- Promotional release poster
- Directed by: Questlove
- Produced by: Questlove; Dave Sirulnick; Samantha Grogin; KB White; Arron Saxe;
- Cinematography: Emily Topper
- Edited by: Andrew Morrow; Matt Cascella; Tim Ziegler;
- Music by: Questlove; Raymond Angry;
- Production companies: HBO Documentary Films; Two One Five Entertainment; Broken Halo Entertainment; RadicalMedia; Word Is Bond; Fifth Season; Sony Music Vision;
- Distributed by: HBO
- Release dates: June 3, 2026 (Tribeca); June 7, 2026;
- Running time: 119 minutes
- Country: United States
- Language: English

= Earth, Wind & Fire (To Be Celestial vs That's the Weight of the World) =

2026 American documentary film

Earth, Wind & Fire (To Be Celestial vs That's the Weight of the World) is a 2026 American documentary film directed and produced by Questlove. It explores the life, career, and impact of the band Earth, Wind & Fire and its founder Maurice White.

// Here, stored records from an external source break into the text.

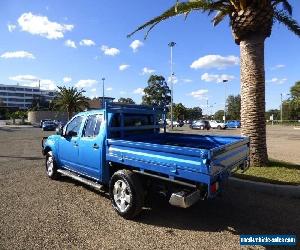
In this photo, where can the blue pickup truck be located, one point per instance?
(124, 148)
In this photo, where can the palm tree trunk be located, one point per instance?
(253, 97)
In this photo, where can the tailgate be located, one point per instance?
(229, 156)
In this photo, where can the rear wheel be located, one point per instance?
(126, 193)
(51, 166)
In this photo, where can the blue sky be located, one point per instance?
(76, 43)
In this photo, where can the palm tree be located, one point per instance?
(251, 22)
(70, 100)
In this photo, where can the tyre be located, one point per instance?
(126, 193)
(51, 166)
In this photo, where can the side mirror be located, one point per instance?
(72, 134)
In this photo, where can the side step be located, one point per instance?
(80, 178)
(184, 199)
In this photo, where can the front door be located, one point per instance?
(91, 145)
(68, 145)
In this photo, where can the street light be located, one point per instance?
(103, 79)
(171, 45)
(281, 106)
(224, 81)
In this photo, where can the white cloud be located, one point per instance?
(175, 79)
(278, 66)
(216, 77)
(33, 81)
(110, 51)
(11, 27)
(139, 91)
(87, 42)
(215, 61)
(70, 43)
(199, 94)
(123, 67)
(277, 80)
(85, 83)
(17, 54)
(40, 25)
(146, 70)
(186, 80)
(135, 45)
(67, 79)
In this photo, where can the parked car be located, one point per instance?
(120, 147)
(233, 124)
(42, 121)
(217, 124)
(48, 126)
(200, 124)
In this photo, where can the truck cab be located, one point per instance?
(124, 148)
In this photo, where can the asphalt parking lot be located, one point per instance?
(37, 213)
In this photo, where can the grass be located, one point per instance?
(276, 172)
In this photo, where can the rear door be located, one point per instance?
(91, 146)
(68, 145)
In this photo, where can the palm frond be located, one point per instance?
(219, 17)
(288, 21)
(285, 4)
(178, 9)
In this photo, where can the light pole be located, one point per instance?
(103, 79)
(224, 81)
(171, 45)
(281, 106)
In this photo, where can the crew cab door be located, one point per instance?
(91, 146)
(68, 144)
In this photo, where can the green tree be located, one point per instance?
(179, 111)
(219, 115)
(194, 113)
(274, 112)
(22, 115)
(157, 92)
(70, 100)
(126, 100)
(295, 90)
(251, 23)
(233, 111)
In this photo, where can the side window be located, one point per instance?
(92, 126)
(74, 125)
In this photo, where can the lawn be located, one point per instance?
(276, 172)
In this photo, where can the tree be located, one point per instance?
(179, 111)
(194, 113)
(274, 112)
(295, 90)
(157, 92)
(126, 100)
(219, 115)
(70, 100)
(233, 107)
(251, 23)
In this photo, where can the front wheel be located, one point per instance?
(51, 166)
(126, 193)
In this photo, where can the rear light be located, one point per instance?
(214, 187)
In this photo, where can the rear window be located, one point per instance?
(132, 120)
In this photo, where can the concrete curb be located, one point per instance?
(273, 189)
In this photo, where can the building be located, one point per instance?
(22, 97)
(96, 103)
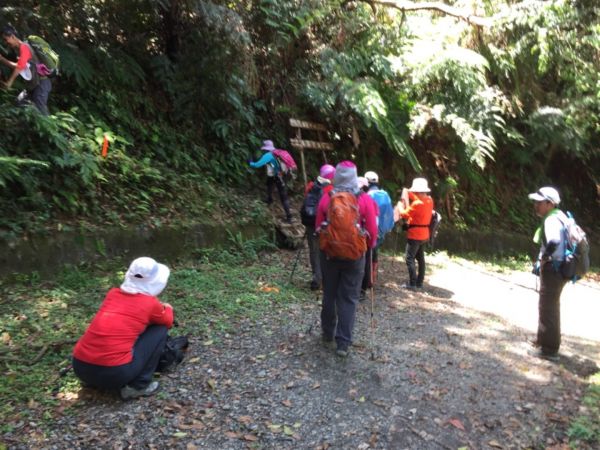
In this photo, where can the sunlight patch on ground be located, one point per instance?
(513, 297)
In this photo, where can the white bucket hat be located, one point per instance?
(419, 185)
(546, 193)
(372, 177)
(145, 276)
(268, 146)
(362, 182)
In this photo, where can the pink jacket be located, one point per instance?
(366, 209)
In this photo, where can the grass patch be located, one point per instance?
(585, 429)
(41, 321)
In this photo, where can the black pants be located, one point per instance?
(137, 373)
(415, 251)
(281, 190)
(341, 292)
(551, 286)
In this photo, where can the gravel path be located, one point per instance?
(445, 368)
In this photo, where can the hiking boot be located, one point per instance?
(327, 341)
(128, 392)
(554, 357)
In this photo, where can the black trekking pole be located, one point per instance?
(298, 253)
(372, 294)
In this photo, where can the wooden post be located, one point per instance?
(300, 144)
(299, 136)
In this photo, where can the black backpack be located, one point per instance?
(173, 353)
(308, 212)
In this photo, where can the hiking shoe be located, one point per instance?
(543, 355)
(128, 392)
(342, 352)
(327, 341)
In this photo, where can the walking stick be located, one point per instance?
(298, 253)
(372, 295)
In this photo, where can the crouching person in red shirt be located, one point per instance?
(121, 347)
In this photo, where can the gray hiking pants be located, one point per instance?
(551, 286)
(341, 292)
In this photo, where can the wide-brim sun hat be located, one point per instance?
(372, 177)
(345, 177)
(268, 146)
(145, 276)
(327, 171)
(420, 185)
(545, 193)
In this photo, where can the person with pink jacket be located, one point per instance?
(342, 278)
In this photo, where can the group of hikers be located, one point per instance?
(35, 64)
(346, 219)
(123, 345)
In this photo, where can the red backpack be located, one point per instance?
(343, 237)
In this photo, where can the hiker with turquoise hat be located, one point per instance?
(274, 177)
(550, 237)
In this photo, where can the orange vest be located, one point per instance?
(418, 216)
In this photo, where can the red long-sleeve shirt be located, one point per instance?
(122, 317)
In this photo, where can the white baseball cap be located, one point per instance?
(420, 185)
(546, 193)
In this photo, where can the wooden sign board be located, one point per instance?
(301, 144)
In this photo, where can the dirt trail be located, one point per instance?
(441, 369)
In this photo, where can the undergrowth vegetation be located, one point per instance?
(185, 90)
(41, 320)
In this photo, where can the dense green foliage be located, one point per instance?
(184, 90)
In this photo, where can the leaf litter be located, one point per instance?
(438, 379)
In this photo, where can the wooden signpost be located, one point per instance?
(300, 144)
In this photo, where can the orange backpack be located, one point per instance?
(343, 237)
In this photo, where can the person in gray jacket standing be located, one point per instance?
(550, 237)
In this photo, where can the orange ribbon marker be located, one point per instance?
(105, 147)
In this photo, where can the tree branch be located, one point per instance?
(436, 6)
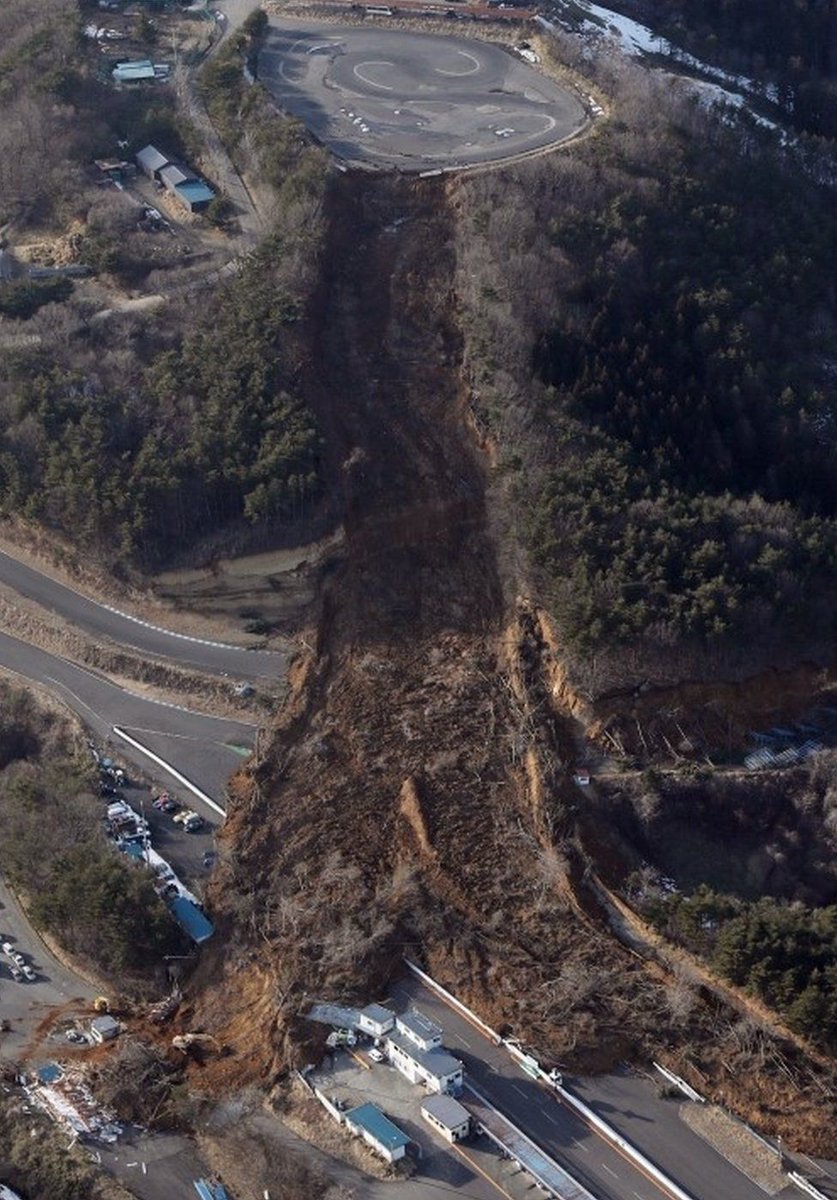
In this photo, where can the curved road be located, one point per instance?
(205, 749)
(106, 622)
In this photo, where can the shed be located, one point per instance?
(103, 1029)
(172, 175)
(435, 1068)
(447, 1116)
(133, 72)
(375, 1020)
(192, 919)
(194, 195)
(150, 161)
(378, 1132)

It had its world premiere at the Tribeca Festival on June 3, 2026, and was released on June 7, 2026, by HBO Documentary Films.

==Premise==
Explores the life, career, and impact of Earth, Wind & Fire.

==Production==
In September 2024, it was announced Questlove would direct a documentary revolving around Earth, Wind & Fire, with Fifth Season set to finance. In October 2025, HBO Documentary Films boarded the film.

==Release==
It had its world premiere at the Tribeca Festival on June 3, 2026. It will also screen at Sheffield DocFest on June 12, 2026, and DC/DOX Film Festival on June 13, 2026.

==Reception==
 Metacritic, which uses a weighted average, assigned the film a score of 94 out of 100, based on six critics, indicating "universal acclaim".